Dua Nama yang Sama

Cima
2 min readMay 30, 2022

--

Pesan itu telah sampai dan terbaca. Sebuah undangan untuk berkunjung lagi. Setelah lama keduanya saling menahan diri. Tentu bukan waktu terbaik tapi, adakah waktu terbaik bagi mereka? Hanya tindakan impulsif yang selama ini bisa dilakukan, justru itulah yang membuat semuanya terasa sampai. Lagi pula, ada sesuatu yang nampaknya harus ia buktikan. Ia harus datang, ia harus menantang.

Di ruangan itu mereka duduk berhadapan. Dua cangkir teh hangat telah terseduh dan tersuguh. ‘Semua masih nampak sama’, batinnya.

Lelaki itu pergi. Hendak mandi, katanya. Ia disuruh menunggu. Adalah keahliannya dalam perihal menunggu, meski seringkali tidak tahu apa yang ditunggu. Ia bukan tidak bisa menginisiasi, mengambil alih keadaan. Tetapi ada kalanya, manusia hanya bisa menunggu. Sambil memikirkan rencana, atau sambil melamun, atau sambil bergumam sendiri, atau sambil apa saja lah, yang penting tetap menunggu. Sebab dalam masa-masa menunggu, terkadang hal tak terduga muncul.

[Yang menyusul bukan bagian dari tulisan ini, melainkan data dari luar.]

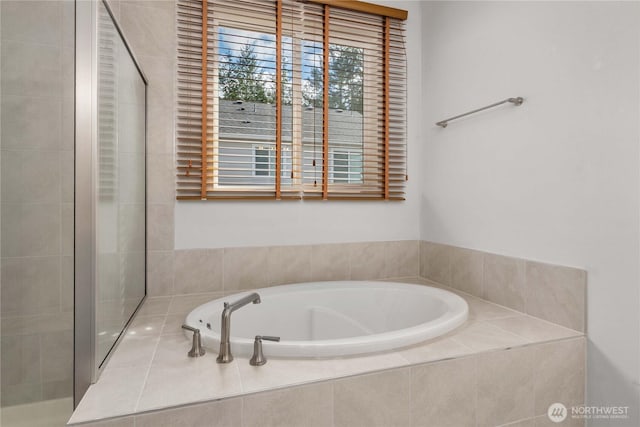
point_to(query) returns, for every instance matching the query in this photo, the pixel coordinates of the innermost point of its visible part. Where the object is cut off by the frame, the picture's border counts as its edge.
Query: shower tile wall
(36, 200)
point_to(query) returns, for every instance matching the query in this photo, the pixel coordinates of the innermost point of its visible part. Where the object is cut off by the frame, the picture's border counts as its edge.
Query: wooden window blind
(285, 99)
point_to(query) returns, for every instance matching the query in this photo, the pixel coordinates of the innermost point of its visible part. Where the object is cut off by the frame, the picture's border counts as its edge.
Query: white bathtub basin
(329, 319)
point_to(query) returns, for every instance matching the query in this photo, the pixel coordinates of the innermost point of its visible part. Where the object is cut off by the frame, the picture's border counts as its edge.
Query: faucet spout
(224, 355)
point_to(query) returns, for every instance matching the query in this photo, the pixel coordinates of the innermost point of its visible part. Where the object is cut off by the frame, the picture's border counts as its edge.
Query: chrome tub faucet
(224, 355)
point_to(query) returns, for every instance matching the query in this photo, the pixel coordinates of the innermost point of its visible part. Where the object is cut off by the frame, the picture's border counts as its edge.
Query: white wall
(228, 224)
(556, 179)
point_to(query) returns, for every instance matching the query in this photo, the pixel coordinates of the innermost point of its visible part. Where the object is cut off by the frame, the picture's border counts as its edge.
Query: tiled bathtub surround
(543, 361)
(230, 270)
(551, 292)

Seperti yang terjadi saat ini, ia melihat dua carik kertas dengan tulisan seperti ceker ayam. Keriting dan tak beraturan, tapi menarik mata untuk dibaca. Ia beranjak sambil membawa secangkir teh. Disesapnya terlebih dahulu untuk menenangkan perasaannya. Puisi itu, mungkin adalah jawaban.

Ia ingat, lelaki itu bercerita mengenai pertemuannya dengan seorang perempuan melalui aplikasi kencan. “Namanya mirip dengan namamu,” katanya.

Puisi itu, puisi yang berisi percakapan dengan perempuan online itu. Namun, bukan berarti ia tulis ulang percakapan itu menjadi sebuah puisi. Itu hanya kedok. Percakapan itu nampaknya hanya bentuk kerinduan pada dirinya. Hanya sebab sebuah nama yang sama! Ia pikir lelaki itu hanya mencoba menyenangkan—bisa jadi juga menenangkan—pikirannya yang kalut sebab perasaan itu membingungkan.

Ia hanya melirik dan membaca cepat puisi itu. Sejak awal dua carik kertas itu tidak disentuh, sebab ia tak ingin lagi dicurigai.

Ia beranjak sambil membawa secangkir teh. Disesapnya terlebih dahulu untuk menepis perasaan bimbangnya. Bagaimana bisa, namanya masih menjadi hal yang dipikirkan lelaki itu? Terlalu rumit. Lebih rumit lagi karena ia sadar, ia juga melakukan hal yang sama.

Ia tahu, lelaki itu membohongi dirinya sendiri. Ia rindu, tetapi terlalu takut untuk jujur. Melalui perempuan online itu, ia mendapati dirinya di tengah-tengah skenario rekaannya sendiri.

Ia tahu, setelah membaca puisi itu, semakin sulit memutus tali yang selama ini masih ia percayai kuat untuk mengikat. Seperti salah satu judul buku kumpulan puisi, “Sundari Keranjingan Puisi”. Ia juga mulai merasakan keranjingan puisi-puisi tersebut. Sebab selalu ada yang membuatnya bahagia, bingung, bimbang, sedih, atau marah. Tetapi tidak bisa. Tidak bisa jika diabaikan begitu saja dan menutup mata rapat-rapat agar tidak melihat.

Lelaki itu kembali. Aroma sabun segera memenuhi ruangan. Ia harus tetap memainkan peran. Berusaha untuk menutupi apa yang ia lihat, sekaligus merekam dan mengingat semampunya.